So, I’m back with another refreshing frozen summer treat for you! It’s funny cause when I had a recipe blog I used to never post on it, but now that I have a blog that’s not particularly about recipes, I can’t stop doing recipe posts. Whatever. This mango ice cream is freaking great and you should all eat it.
I’ll never forget the first time I tasted a mango lassi. I was 21, with my friend Juliet at the newly-opened Basmati Restaurant in Champaign, Illinois. It seems crazy, considering how many Indians live there, that this was Champaign-Urbana’s first Indian restaurant. Growing up, my only experience with Indian food was from my mom’s kitchen, a white girl from suburban Chicago. Her curries were delicious (if a little unorthodox), but she never introduced me to the joys of naan, chicken masala, or glorious lassi. Though I moved away from Central Illinois a few days later, I ended up in Rogers Park in Chicago, a mere 10 minutes from Devon Avenue and Chicago’s Little India. So basically I’ve drunk like 300 mango lassis in my time and it’s a serious hardship living in a town where the only Indian restaurant went under 11 months ago (RIP India Palace).
Enter, mango lassi ice cream. I invented this last week and it is outrageously good. Basically, make a mango lassi, mix in some half and half, and put it in your ice cream maker. Refreshing Indian heaven in a bowl. By the way, do you know how to peel a mango? This was all over BuzzFeed last week, so maybe you do, but just in case,
Amazing, right? So anyway, you do that to 2 mangoes, and then purée them in your food processor.
Boy, I’m getting really good at taking photos of the inside of my cuisinart, huh? Add a cup of plain yogurt
and half a cup of half and half (half half half… that starts to look like it can’t possibly be a word. More like a sound effect. The sound of a cat working out a hairball situation. OK enough disgusting sound imagery, Self, back to semi-appetizing process photos.)

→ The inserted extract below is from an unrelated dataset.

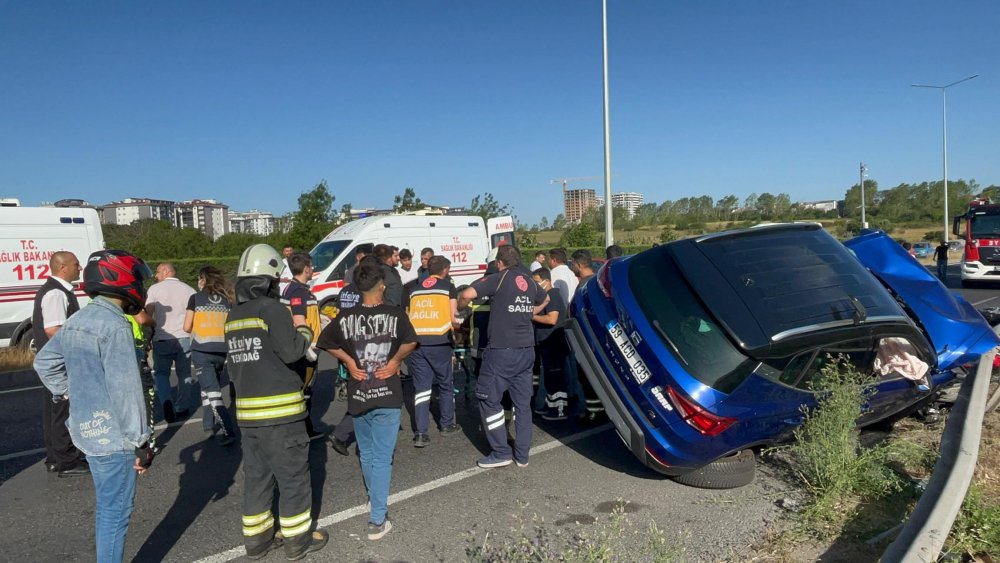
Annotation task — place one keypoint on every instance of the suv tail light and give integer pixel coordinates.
(604, 279)
(703, 421)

Then bloop in some honey and cardamom
and stir until you get a nice, smooth, pale yellow, speckly mixture:
Pour the whole thing into your ice cream maker bowl and let it churn until you get something that looks like this:
I was explaining to my kids this morning how we used to churn ice cream when I was a kid (“In the old days,” I found myself saying. It was the 80s.) In a big wooden barrel filled with ice and salt and you had to keep cranking it around and around for a million years. I seriously can’t believe anyone ever made ice cream. BARBARIC, IT WAS. Now you just turn the thing on, wait until it’s ice cream-ish, and then toss it in the freezer to finish. It’s so easy you basically have no excuse to not make this. (Except if you don’t have an ice cream maker. But you should definitely buy one because this stuff is awesome.)Mango Lassi Ice Cream
makes about 12 servings
Ingredients
2 mangoes
1 cup plain whole milk yogurt
1/2 cup half and half (or 1/4 cup whipping cream and 1/4 cup whole milk)
1/3 cup honey
1 teaspoon cardamom or rosewater
1) Slice and peel mangoes. Purée them in a food processor until smooth.
2) Transfer mango purée to a large bowl. Add the rest of the ingredients and mix well.
3) Pour mixture into ice cream maker and churn until it looks like soft serve ice cream. Transfer to a lidded container and freeze at least 3 hours.